MBD1-dependent recruitment of SUV39h1 induces H3K9me3-mediated transcriptional silencing of Oprm1 in dorsal root ganglia after peripheral nerve injury.

The downregulation of mu-opioid receptor (MOR) expression in dorsal root ganglia (DRG) following peripheral nerve injury plays a pivotal role in neuropathic pain development and contributes to the reduced efficacy of morphine analgesia. The molecular mechanisms underlying this transcriptional silencing remain poorly understood. In this study, we demonstrate that peripheral nerve injury induces upregulation of methyl-CpG-binding domain protein 1 (MBD1) and histone lysine methyltransferase SUV39H1, leading to increased trimethylation of histone H3 at lysine 9 (H3K9me3) at the Oprm1 gene locus in injured DRG neurons. Genetic ablation of MBD1 reversed injury-induced MOR downregulation at both mRNA and protein levels, attenuated H3K9me3 enrichment at the Oprm1 promoter, and alleviated neuropathic pain behaviors, despite persistent SUV39H1 upregulation.

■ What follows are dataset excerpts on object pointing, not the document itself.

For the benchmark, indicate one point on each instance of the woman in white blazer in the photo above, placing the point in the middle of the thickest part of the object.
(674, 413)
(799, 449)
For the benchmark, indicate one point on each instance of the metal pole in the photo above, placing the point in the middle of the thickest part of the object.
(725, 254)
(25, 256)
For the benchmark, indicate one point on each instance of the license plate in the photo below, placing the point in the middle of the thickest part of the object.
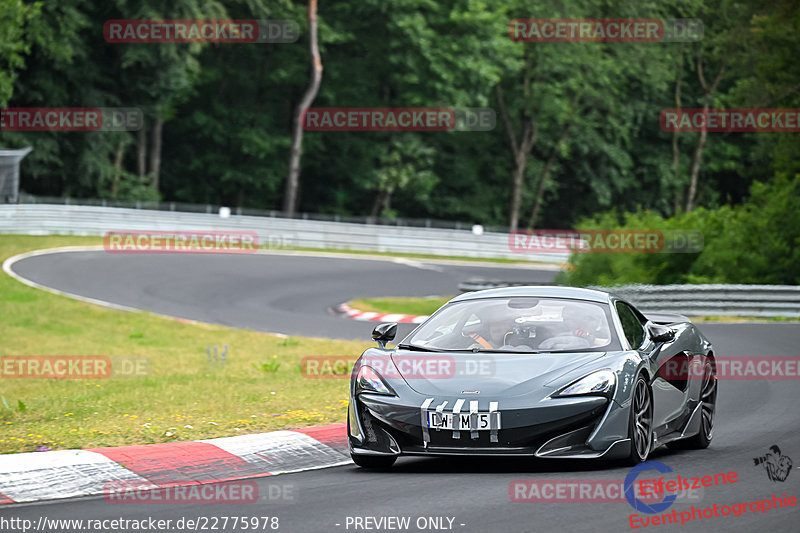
(447, 421)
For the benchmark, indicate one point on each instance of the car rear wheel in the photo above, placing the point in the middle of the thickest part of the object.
(374, 461)
(640, 430)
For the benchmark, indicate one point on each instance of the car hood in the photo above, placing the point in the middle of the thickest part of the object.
(509, 374)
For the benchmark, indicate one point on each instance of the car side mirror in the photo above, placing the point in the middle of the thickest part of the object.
(384, 332)
(659, 333)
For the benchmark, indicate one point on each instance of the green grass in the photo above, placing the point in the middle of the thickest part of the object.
(406, 306)
(184, 397)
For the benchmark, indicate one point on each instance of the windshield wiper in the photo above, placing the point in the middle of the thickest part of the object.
(415, 348)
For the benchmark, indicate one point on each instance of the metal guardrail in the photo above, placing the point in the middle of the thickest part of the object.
(275, 233)
(695, 300)
(186, 207)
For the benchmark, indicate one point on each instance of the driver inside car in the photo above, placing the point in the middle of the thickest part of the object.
(492, 335)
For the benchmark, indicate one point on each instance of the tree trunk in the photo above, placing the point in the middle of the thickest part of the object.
(376, 204)
(520, 152)
(155, 152)
(537, 203)
(676, 159)
(701, 143)
(118, 157)
(695, 172)
(141, 150)
(293, 180)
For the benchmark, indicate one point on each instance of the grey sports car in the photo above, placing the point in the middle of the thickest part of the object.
(549, 372)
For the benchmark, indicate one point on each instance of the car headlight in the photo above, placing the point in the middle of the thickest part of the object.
(369, 381)
(600, 383)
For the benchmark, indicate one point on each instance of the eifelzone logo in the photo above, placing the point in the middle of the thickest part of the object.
(777, 466)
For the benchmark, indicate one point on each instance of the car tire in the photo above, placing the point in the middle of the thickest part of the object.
(708, 400)
(374, 461)
(640, 427)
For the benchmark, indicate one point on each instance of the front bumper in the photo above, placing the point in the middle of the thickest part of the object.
(576, 427)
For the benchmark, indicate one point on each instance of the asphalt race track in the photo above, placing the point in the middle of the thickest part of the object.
(277, 293)
(290, 294)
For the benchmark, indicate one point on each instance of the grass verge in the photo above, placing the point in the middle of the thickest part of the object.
(185, 396)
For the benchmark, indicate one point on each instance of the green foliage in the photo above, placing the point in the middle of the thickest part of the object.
(227, 111)
(757, 242)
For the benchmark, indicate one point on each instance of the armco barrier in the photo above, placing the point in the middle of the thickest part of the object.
(696, 300)
(45, 219)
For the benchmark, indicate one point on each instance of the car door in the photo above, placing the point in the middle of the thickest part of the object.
(669, 398)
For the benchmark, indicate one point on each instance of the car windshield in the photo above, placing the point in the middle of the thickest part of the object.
(519, 324)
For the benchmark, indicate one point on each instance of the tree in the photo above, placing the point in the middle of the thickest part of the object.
(293, 180)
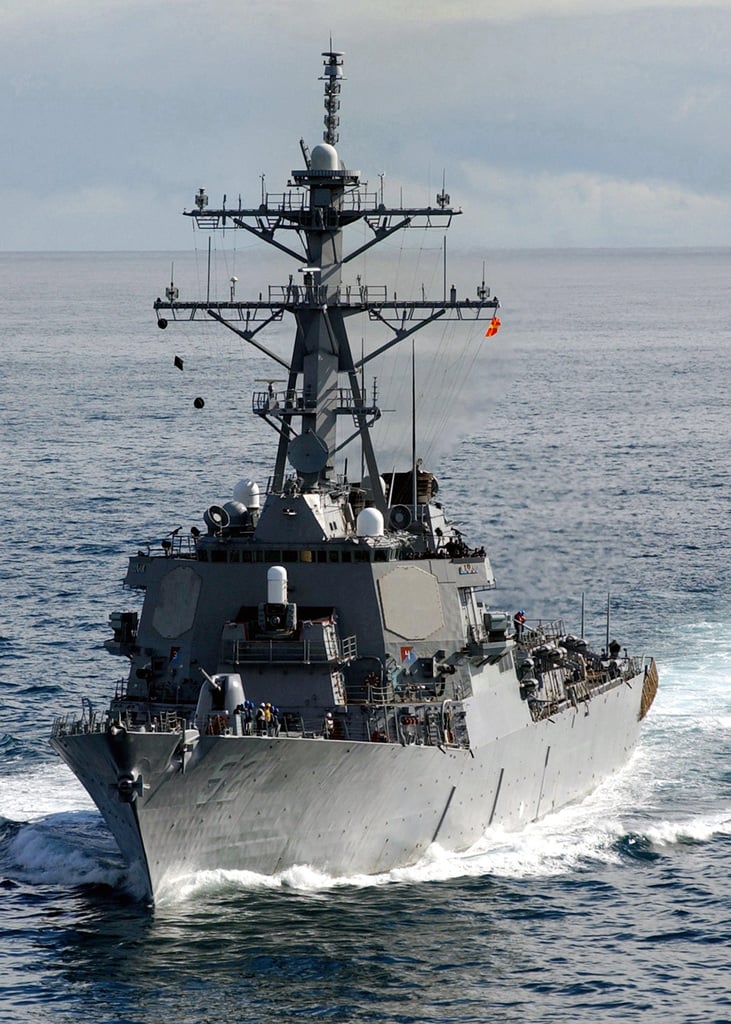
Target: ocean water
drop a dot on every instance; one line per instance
(587, 445)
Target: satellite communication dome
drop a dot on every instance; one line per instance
(325, 158)
(370, 523)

Mechanistic studies revealed that nerve injury enhances the recruitment of SUV39H1 and H3K9me3 to the Oprm1 promoter, which is dependent on MBD1. Our findings establish a novel epigenetic mechanism wherein MBD1-mediated recruitment of SUV39H1 promotes H3K9me3-dependent transcriptional silencing of Oprm1 in DRG neurons following peripheral nerve injury.